While someone has been able to do it in the past, if they’re not doing it now…. 

Well, the past is usually an indicator of the future, right? So if they’ve fallen off before… 

In this case, professional guidance on how to help her is best. 

We have professional guidance here at Tipping PointTM and we are experts at engaging people. 

Typically, we’re not going to engage your loved one by having them calling us. You certainly can give them our phone number and hope they call, but 98% of them don’t or won’t because they’re addicted. They’re caught in the trap of lying, denying and justifying and rationalizing. 

What we do at Tipping PointTM is we want to help you get them to call us and we have a way that we teach you to do that. That’s our introductory program: Stop The Chaos

That is what this individual and her mom are going to begin with. They are coming to our Double Circle Meeting and they’re going to take Stop The Chaos. Our introductory program is where you can start to get information about how to make changes. 

We want you to access this information because we want you to have the knowledge, the tools and the resources to make a difference. Because you’re not wrong for setting healthy boundaries. They are hard to set. But we’d like to help you do that so that you don’t live drowning in the chaos of addiction and your loved one actually will create change when you change. We’re asking you to do some hard things so that they can do the same.

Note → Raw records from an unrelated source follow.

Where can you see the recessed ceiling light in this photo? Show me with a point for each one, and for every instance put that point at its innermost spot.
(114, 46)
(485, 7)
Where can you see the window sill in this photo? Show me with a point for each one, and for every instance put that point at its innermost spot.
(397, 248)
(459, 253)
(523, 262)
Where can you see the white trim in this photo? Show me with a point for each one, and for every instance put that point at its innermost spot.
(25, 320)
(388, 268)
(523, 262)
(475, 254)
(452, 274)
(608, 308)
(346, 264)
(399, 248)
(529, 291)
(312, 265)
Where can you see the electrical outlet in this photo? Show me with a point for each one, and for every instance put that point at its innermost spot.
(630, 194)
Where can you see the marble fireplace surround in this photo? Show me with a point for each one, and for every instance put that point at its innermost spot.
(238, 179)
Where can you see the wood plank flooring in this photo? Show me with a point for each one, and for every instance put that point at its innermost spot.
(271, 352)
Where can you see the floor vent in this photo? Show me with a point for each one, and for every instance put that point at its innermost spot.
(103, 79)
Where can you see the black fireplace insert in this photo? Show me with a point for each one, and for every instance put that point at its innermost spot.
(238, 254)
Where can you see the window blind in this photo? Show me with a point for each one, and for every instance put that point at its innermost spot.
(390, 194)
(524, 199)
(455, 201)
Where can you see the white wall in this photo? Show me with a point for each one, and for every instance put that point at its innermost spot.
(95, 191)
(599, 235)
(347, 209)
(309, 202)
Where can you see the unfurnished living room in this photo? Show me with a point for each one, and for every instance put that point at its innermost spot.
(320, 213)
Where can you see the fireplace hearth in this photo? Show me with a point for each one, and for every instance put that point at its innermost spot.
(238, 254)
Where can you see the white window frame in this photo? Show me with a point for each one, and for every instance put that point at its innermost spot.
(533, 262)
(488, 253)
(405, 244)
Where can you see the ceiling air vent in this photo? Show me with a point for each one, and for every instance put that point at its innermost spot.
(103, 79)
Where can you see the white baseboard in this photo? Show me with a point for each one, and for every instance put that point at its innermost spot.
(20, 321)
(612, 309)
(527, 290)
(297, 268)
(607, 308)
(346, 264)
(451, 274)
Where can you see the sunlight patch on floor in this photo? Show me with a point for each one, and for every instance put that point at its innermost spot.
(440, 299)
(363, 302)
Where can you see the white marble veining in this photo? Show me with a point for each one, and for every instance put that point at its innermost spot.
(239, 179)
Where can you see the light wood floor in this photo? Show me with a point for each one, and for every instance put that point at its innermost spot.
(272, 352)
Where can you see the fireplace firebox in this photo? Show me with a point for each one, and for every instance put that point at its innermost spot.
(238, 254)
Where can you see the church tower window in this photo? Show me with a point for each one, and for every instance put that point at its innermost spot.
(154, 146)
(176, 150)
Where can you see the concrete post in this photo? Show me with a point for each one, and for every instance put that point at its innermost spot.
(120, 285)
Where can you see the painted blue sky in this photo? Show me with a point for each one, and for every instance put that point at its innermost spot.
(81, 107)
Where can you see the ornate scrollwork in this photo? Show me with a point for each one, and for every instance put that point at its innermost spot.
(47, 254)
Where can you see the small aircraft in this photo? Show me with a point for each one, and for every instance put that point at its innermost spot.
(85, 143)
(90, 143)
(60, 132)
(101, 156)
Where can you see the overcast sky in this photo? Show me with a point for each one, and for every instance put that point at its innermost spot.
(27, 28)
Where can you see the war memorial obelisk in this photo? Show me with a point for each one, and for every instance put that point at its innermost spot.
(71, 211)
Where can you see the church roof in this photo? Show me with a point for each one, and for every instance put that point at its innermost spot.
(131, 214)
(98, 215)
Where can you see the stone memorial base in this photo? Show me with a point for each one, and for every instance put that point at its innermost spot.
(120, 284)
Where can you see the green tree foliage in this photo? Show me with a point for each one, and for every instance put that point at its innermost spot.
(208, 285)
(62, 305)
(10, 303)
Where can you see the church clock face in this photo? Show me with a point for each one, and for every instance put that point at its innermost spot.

So stick around because new things are coming to Tipping PointTM

Forward this to someone if you think it will be helpful to them. I hope something here today that I said is landing with you. Go do something different. I know I am.

Leave a Comment


  1. Julie

    Kate, it is so helpful to be reminded that addiction is the result of internal issues going on that, without outside help, lead someone to self medication. It really takes the need to be angry away. I realize, too, that when my son is sober he gets addicted to a golf video game as a way to soothe. So, if I’m hearing you right, that’s a sign that he needs to dive deeper into his internal issues.

    • Kate Duffy

      Julie, yes, learning about and understanding addiction is pivotal for family members to be able to help their loved one and to know what is yours to manage. The teaching here is twofold: 1) When you learn about the disease, about what is really going on, you can become an observer of it and not get hooked into it (btw, your biggest win is to notice these addictive layers and patterns in yourself first!). 2) The next point is you learn that your anger and your feelings are your business and are yours to manage…while your loved one’s experience is theirs to manage. Likewise, their recovery and when and what they choose to look into is their job. That’s their recovery path. And the best way to support them on it is to continue along your own recovery path.

      Does your son need to dive deeper? That will be his to decide. What’s for you to do is keep diving deeper in your recovery…And you are doing it!